MA City Leaders Ask for Compromise over Flag for Fallen FFs
Source Firehouse.com News
City lawmakers are asking a mayor to reconsider her decision to take down a remembrance flag honoring fallen firefighters that had flown at a Massachusetts fire station.
Newton Mayor Ruthanne Fuller had the Thin Red Line flag that had been hanging inside Station 4 for the past 2½ years removed shortly before Flag Day on June 14. The removal was part of Fuller's larger decision to allow only the U.S. flag and city banners to be displayed on municipal buildings.
"The mayor supports the values embedded in the Firefighters Remembrance Flag and is deeply grateful for the sacrifices made by our firefighters," a statement from Fuller's office said, according to Wicked Local Metro. "This is not about one particular flag. Rather, this is about not putting the city in a position of censoring/endorsing which banners and ideas put forward by our employees will be on the sides of our buildings."
Last week, 20 city council members signed a letter to the mayor asking for a compromise to the situation. Under the proposal, a remembrance flag with a different design—the original from 1999 that isn't a variation on the U.S. flag—could be flown on flag poles outside city stations, Newton Patch reports.

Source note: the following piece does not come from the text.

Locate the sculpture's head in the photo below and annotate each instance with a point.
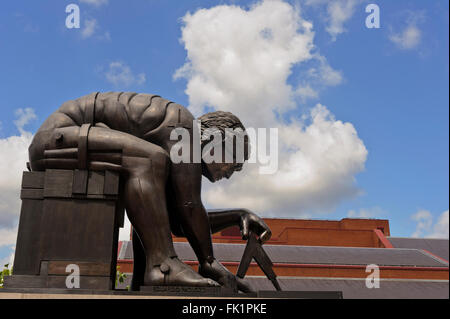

"(The mayor's decision) angered the entire fire squad, which is what we don't need," City Council Vice President Rick Lipof told Patch.
"Our mayor has been working a lot of 17 hour days and having to make a lot of quick decisions, this one was just a little too quick and should have been thought through a little more," he added.
The removal prompted the Newton Firefighters Association, Local 863, to file a complaint against the city with the Department of Labor Relations, claiming the Thin Red Line flag "is a protected activity under the collective bargaining laws of the Commonwealth." Two rallies also were held to protest the decision, although the union wasn't responsible for organizing the demonstrations, according to Marc Rizza, the union's president.
"I like the mayor. I just think she's made a bad decision," he told Patch.